From a Homily on Pentecost
Chicago reinvented itself in the latter half of the 20th century. The city went from an agro-industrial to a "knowledge" economy. Whereas cities like Detroit and Pittsburgh, based on the automobile or steal industry, were unable to recreate themselves when those industries declined, Chicago was able to do so. Gone were the meat-packing plants and warehouses, replaced by skyscrapers offering financial and legal services. Chicago has continued to renew itself, becoming a global economy, and hopefully will continue to do so.

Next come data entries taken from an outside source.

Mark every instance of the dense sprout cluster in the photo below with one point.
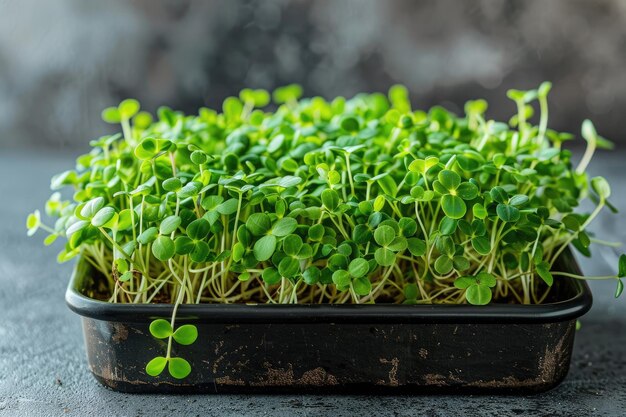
(342, 201)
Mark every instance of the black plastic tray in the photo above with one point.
(498, 348)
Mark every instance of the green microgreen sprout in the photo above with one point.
(358, 200)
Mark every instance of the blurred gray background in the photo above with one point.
(63, 61)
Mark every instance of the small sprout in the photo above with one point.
(477, 288)
(357, 200)
(33, 222)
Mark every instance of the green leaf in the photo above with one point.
(621, 270)
(33, 221)
(148, 235)
(464, 282)
(258, 224)
(485, 278)
(350, 124)
(103, 217)
(163, 248)
(289, 267)
(284, 226)
(121, 265)
(186, 334)
(384, 235)
(384, 257)
(453, 206)
(198, 229)
(362, 286)
(92, 207)
(479, 211)
(156, 366)
(169, 224)
(619, 289)
(160, 329)
(200, 251)
(507, 213)
(358, 267)
(498, 195)
(341, 278)
(292, 245)
(388, 185)
(447, 226)
(264, 248)
(184, 245)
(316, 232)
(518, 200)
(146, 149)
(330, 199)
(416, 246)
(478, 295)
(228, 207)
(271, 276)
(449, 179)
(443, 265)
(211, 202)
(543, 270)
(179, 368)
(467, 191)
(460, 263)
(398, 244)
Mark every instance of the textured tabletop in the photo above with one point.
(43, 370)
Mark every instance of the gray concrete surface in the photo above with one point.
(43, 369)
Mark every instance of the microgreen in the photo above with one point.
(318, 201)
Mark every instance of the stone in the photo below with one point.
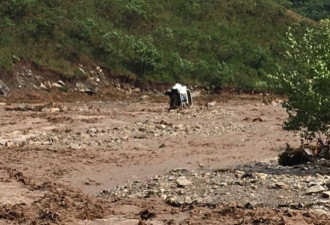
(183, 181)
(188, 200)
(53, 110)
(326, 194)
(43, 86)
(315, 189)
(56, 85)
(10, 144)
(280, 185)
(4, 89)
(144, 97)
(61, 83)
(212, 104)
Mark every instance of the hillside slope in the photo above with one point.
(215, 42)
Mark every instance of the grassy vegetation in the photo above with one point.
(314, 9)
(220, 42)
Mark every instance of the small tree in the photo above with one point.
(306, 79)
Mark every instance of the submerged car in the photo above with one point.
(179, 95)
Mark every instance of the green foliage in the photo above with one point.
(314, 9)
(306, 79)
(216, 43)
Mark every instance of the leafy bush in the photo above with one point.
(306, 79)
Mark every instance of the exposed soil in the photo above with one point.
(57, 157)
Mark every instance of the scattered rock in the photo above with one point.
(212, 104)
(315, 189)
(257, 119)
(4, 89)
(43, 86)
(183, 182)
(326, 194)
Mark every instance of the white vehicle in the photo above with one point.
(179, 95)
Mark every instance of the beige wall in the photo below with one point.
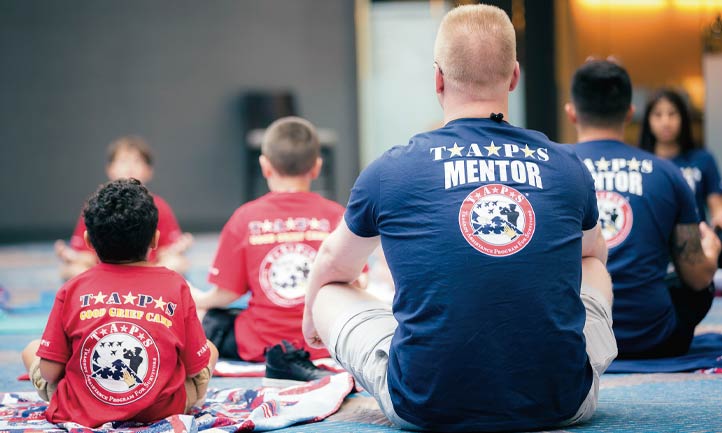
(658, 41)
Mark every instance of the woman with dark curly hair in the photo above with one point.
(666, 132)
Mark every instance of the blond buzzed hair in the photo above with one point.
(291, 146)
(476, 46)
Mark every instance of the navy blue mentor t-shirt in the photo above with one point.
(700, 171)
(481, 224)
(641, 199)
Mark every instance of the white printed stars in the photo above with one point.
(456, 150)
(492, 149)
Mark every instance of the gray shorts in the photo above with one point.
(360, 340)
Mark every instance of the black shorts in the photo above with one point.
(690, 307)
(219, 326)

Families renew themselves too. When children move away to college and then out of the house to work and marry, empty-nester parents renew themselves. When a child or young adult can no longer play organized sports, they find other interests to stay engaged.

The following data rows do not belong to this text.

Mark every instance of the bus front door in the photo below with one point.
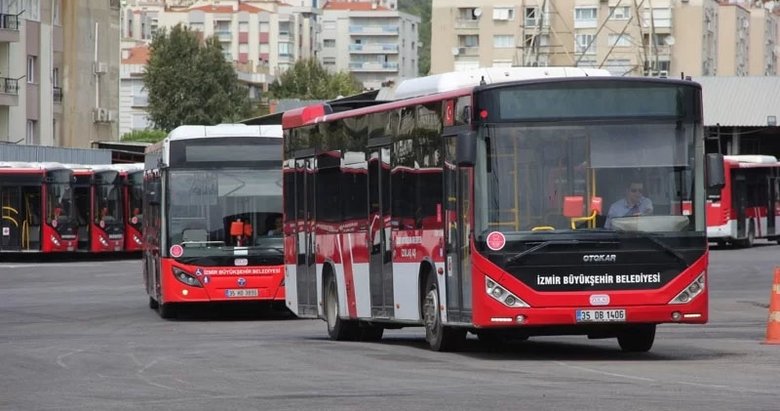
(11, 223)
(306, 269)
(380, 234)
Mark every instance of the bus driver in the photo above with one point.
(634, 204)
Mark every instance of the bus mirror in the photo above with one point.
(716, 178)
(466, 149)
(153, 195)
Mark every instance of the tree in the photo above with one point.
(144, 136)
(307, 79)
(190, 82)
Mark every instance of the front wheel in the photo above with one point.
(638, 338)
(338, 329)
(439, 336)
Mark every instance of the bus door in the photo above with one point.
(772, 204)
(457, 199)
(306, 268)
(739, 196)
(380, 233)
(12, 220)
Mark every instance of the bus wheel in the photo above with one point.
(338, 329)
(166, 310)
(750, 239)
(439, 336)
(637, 338)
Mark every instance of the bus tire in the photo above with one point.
(167, 311)
(748, 241)
(338, 328)
(438, 336)
(638, 338)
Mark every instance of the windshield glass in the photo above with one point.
(135, 193)
(622, 177)
(59, 203)
(216, 210)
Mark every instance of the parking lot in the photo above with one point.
(79, 335)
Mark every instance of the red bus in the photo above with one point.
(98, 202)
(481, 208)
(37, 213)
(748, 205)
(132, 178)
(212, 216)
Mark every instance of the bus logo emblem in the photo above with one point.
(496, 240)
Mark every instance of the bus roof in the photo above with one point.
(225, 130)
(753, 160)
(439, 83)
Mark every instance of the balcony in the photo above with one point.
(9, 91)
(56, 95)
(382, 48)
(466, 24)
(386, 30)
(9, 28)
(376, 67)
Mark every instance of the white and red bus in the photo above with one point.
(97, 196)
(748, 205)
(212, 216)
(37, 212)
(132, 178)
(473, 203)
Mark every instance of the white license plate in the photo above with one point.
(601, 316)
(244, 292)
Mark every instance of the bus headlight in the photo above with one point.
(186, 277)
(502, 295)
(690, 292)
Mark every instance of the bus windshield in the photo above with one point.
(219, 211)
(60, 211)
(619, 176)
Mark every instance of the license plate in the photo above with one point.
(601, 316)
(244, 292)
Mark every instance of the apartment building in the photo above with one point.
(662, 37)
(374, 42)
(733, 40)
(59, 63)
(263, 37)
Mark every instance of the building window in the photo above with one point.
(32, 62)
(582, 41)
(620, 40)
(585, 17)
(620, 13)
(503, 13)
(503, 41)
(32, 137)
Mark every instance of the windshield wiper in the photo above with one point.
(517, 257)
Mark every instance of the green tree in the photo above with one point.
(421, 8)
(144, 136)
(190, 82)
(307, 79)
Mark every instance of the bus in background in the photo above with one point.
(37, 213)
(748, 205)
(488, 208)
(212, 216)
(132, 178)
(97, 196)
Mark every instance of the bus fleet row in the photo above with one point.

Today, the Feast of Pentecost, is the great day of renewal. When the Holy Spirit descended upon the apostles, they were transformed. They went from a motley group of indecisive and disloyal fisherman to bold proclaimers of the Good News. Even the feast of Pentecost itself was transformed. Pentecost was originally a Jewish holiday, occurring 50 days after Passover and meant to celebrate the harvest. Then the Israelites celebrated on this day not so much the harvest but the date when the Torah was given to Moses on Sinai. That, by the way, is why, on Pentecost 33AD, all the different nationalities were gathered in Jerusalem: it was required to make a pilgrimage to the holy city.
Renewal. Seen in the celebration of Pentecost, the apostles, families, and the city of Chicago. Come Holy Spirit, fill the hearts of your faithful, enkindle in them the fire of your live; send forth your Spirit and they shall be created and you shall renew the face of the earth.